Meta-analysis backs thrombectomy over standard stroke care

By Eleanor McDermid, Senior medwireNews Reporter

A meta-analysis published in JAMA confirms that stroke patients can achieve better functional outcomes after mechanical thrombectomy than after intravenous (iv) tissue plasminogen activator (tPA) alone.

They do not, however, have a reduced risk of mortality or symptomatic intracranial haemorrhage, the findings indicate.

The meta-analysis, conducted by Saleh Almenawer (McMaster University, Hamilton, Ontario, Canada) and team, included eight randomised controlled trials involving 2423 patients. Three of the included trials had a neutral result (SYNTHESIS, IMS III, MR RESCUE), while the others were positive in favour of thrombectomy (MR CLEAN, ESCAPE, EXTEND-IA, SWIFT-PRIME, REVASCAT).
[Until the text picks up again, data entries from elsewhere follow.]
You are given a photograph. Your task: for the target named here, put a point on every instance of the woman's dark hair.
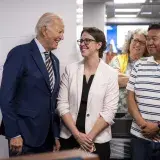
(98, 35)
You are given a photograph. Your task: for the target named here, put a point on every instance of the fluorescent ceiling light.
(128, 10)
(79, 10)
(146, 13)
(125, 15)
(79, 1)
(129, 1)
(79, 16)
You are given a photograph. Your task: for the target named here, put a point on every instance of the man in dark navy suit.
(29, 89)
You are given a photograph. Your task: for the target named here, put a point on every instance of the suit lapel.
(96, 80)
(56, 72)
(80, 74)
(40, 63)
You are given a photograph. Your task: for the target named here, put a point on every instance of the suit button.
(88, 115)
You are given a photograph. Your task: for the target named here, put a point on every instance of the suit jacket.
(27, 104)
(102, 98)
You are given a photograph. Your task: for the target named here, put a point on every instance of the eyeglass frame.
(135, 41)
(86, 41)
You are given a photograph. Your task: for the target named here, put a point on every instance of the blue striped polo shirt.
(144, 81)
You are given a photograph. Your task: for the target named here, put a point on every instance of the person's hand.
(16, 144)
(85, 142)
(150, 129)
(57, 145)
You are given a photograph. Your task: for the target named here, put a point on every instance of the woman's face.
(88, 46)
(137, 46)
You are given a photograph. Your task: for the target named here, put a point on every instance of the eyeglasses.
(86, 41)
(135, 41)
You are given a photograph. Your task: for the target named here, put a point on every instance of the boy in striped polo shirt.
(144, 100)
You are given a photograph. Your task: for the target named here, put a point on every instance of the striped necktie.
(49, 67)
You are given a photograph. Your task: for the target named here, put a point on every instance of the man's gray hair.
(46, 19)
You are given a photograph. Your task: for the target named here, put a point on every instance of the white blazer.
(102, 98)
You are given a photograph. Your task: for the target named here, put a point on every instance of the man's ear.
(44, 31)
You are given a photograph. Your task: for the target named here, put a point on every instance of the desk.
(63, 155)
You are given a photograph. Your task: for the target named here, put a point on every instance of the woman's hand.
(85, 142)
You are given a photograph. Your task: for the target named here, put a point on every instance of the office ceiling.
(148, 10)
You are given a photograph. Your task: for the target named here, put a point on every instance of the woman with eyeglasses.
(88, 98)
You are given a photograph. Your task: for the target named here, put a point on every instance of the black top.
(83, 106)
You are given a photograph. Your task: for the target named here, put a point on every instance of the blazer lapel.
(80, 74)
(40, 64)
(96, 80)
(56, 73)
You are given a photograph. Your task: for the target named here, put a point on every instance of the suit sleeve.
(12, 73)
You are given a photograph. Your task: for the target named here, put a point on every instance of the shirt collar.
(39, 45)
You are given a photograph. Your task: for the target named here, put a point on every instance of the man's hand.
(150, 129)
(122, 80)
(85, 142)
(16, 144)
(57, 145)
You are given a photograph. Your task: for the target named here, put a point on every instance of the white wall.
(18, 19)
(93, 15)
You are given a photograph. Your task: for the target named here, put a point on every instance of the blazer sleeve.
(63, 104)
(111, 99)
(12, 74)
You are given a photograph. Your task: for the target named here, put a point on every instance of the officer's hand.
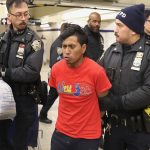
(110, 102)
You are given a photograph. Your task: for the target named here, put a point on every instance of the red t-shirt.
(78, 111)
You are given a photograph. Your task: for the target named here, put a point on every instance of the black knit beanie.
(133, 17)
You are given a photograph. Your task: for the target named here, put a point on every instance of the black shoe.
(45, 120)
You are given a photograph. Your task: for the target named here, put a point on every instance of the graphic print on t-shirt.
(76, 89)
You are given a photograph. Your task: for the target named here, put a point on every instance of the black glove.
(111, 102)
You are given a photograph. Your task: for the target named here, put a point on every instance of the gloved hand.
(4, 71)
(111, 102)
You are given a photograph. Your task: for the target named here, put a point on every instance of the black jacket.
(129, 72)
(95, 44)
(21, 53)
In an editorial accompanying the study, Joanna Wardlaw and Martin Dennis, both from the University of Edinburgh in the UK, caution that five of the eight trials were halted early, noting that such trials often produce larger treatment effects than those that accrue their planned sample size.

In the meta-analysis, 44.6% of patients who underwent thrombectomy (mostly preceded by iv tPA) achieved functional independence, defined as a 90-day modified Rankin Scale (mRS) score of 0–2, compared with 31.8% of those given standard care with tPA.

The distribution of scores across the whole mRS indicated that patients had a significant 1.56-fold improved chance of achieving a better score with thrombectomy than with tPA alone. Patients given thrombectomy also achieved higher rates of recanalisation at 24 hours than those treated with tPA, at 75.8% versus 34.1%.

However, Wardlaw and Dennis say that only about 7% of all ischaemic stroke patients, and 6% of all stroke patients admitted to hospital, are likely to be eligible for thrombectomy – in other words, those with no contraindications and a confirmed thrombus. They also note that thrombectomy is currently considered a highly specialist technique, rarely performed even in dedicated stroke centres, further limiting the number of patients who can currently benefit.

About 5% of patients in the meta-analysis had symptomatic intracranial haemorrhage, regardless of whether they received thrombectomy or tPA alone, and a respective 16.9% and 18.4% of patients in the treatment groups died.

The editorialists highlight several unanswered questions, including the influence of advanced age and comorbidities, and the time window in which thrombolysis can be undertaken; those in the studies ranged from 6 to 12 hours after symptom onset.

They add: “Studies also are needed to determine how to implement thrombectomy in routine practice, including testing the thorny question of who should perform the procedure, and whether the balance of benefit, cost, and service efficiency favor treating just those patients who individually will gain most or treating all patients with a reasonable chance of some worthwhile benefit.”